During my limited research, I have learned many lessons. The fight for students with Special Needs rights has been going on for decades. Some laws were meant to help these students but appear to have stalled on policy floors. Many issues seem to have been put on the back burners and far as priorities in education, and unfortunately, special education is one of them. So, what do we do? Continue to be the voice for the voiceless. Continue to educate other parents as we learn information ourselves. Continue to advocate for those who may not have the time, financial means, and possibly even energy left to fight.
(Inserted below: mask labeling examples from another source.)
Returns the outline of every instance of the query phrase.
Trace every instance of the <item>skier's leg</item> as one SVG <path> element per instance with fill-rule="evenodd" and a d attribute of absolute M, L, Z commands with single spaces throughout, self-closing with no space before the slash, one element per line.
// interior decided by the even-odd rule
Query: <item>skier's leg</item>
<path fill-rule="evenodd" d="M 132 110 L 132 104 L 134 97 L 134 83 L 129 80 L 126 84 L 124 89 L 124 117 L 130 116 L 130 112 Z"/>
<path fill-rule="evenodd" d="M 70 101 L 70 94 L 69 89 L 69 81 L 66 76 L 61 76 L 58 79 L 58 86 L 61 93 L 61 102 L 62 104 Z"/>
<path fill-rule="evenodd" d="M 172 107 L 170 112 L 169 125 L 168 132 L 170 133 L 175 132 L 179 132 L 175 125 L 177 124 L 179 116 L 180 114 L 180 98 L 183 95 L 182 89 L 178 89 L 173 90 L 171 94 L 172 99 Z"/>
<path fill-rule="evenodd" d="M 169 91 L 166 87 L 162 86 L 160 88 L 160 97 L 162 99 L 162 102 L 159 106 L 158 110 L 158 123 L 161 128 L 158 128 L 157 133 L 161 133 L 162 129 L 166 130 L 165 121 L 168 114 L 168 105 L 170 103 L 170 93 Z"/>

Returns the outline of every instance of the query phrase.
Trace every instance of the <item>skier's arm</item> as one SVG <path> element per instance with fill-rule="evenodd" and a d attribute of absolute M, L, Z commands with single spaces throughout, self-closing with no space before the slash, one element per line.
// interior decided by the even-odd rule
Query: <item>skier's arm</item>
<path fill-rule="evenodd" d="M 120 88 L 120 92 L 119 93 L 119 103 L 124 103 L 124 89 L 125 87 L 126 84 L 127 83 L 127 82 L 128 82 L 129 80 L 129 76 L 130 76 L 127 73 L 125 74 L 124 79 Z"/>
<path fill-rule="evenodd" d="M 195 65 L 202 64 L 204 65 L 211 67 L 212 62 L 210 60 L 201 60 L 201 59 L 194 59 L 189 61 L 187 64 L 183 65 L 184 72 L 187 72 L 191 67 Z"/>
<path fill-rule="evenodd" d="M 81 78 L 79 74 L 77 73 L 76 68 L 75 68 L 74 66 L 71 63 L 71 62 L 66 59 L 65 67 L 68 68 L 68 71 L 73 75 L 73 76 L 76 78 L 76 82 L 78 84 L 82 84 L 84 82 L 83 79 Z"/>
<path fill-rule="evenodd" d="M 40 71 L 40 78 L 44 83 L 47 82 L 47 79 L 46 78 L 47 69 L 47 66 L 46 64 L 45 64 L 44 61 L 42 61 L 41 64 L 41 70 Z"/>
"Through words, he gave voice to the voiceless. Through deeds, he gave courage to the faint of heart" (Barack Obama).
Our "deed" is to make sure the education system does not continue to put the needs of Neurological Diverse Students to the side but that they are seen as a priority. We must employ every platform to speak up for the injustice of ignoring students with special needs who deserve just as much attention as all students struggling in this flawed system of education. If not us, then who will speak up for them?